Seal safari in the Wadden Sea

Photo: Vadehavskysten

Nowhere can you experience Denmark's largest predator, the seal, up close as in the Wadden Sea. Here are in abundance the sandbanks that the seal seeks to rest and breed. The seal is today protected, and it is estimated that approx. 5000 seals live in the Danish part of the Wadden Sea.

At Koresand south of Mandø or at Langjord at Sønderho on Fanø you can walk close to a seal bank, but otherwise the Fisheries and Maritime Museum in Esbjerg is a good place to get to know the seals better. In the museum's sealarium, you can follow the feeding twice a day, hear about the seals' lives and watch them frolic in the water.

When going on Seal Safari

The Wadden Sea is not only a larder for seals, but also where they rest and give birth to their young. The seals constant presence makes the National Park a great place to experience Denmark’s largest predators.

The best way to experience our seals is with a local guide. They know where and when the best times for observing seals is, know the Wadden Sea well and ensure that wildlife is not disturbed during your trip.
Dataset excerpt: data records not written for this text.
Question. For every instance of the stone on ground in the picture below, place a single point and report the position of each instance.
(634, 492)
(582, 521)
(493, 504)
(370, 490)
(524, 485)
  • Seals and porpoises are best admired from a distance - 50 metres away if on a boat and 150 metres on foot.
  • We avoid all interaction with the seals. Feeding wildlife is not permitted in Denmark.
  • If the seals show signs of disturbance, we leave the area immediately and quietly. If a seal is stressed its behaviour can become unpredictable and aggressive.
  • We restrict the amount of time we spend with the seals, and never longer than 30 minutes. If there is more than one boat in the same location this period of time should be further reduced.
  • We leave seal pups in peace. Mother seals will leave their pups on beaches and sandbanks while they hunt for food. We always leave the area where the pup is quietly and calmly so as to not frighten away the mother.
  • We never take selfies with seals. Even though seals are adorable, they are the largest predators here and have extremely strong jaws and a healthy set of teeth!
  • We pick up any rubbish we find, even if it is not our own.
  • We are guests in nature and strive to avoid disturbing birds and seals, who use up essential energy when taking flight or hauling out.
  • We understand and respect that the Wadden Sea is ruled by wind and water, and therefore always ensure we have checked the weather conditions before setting out.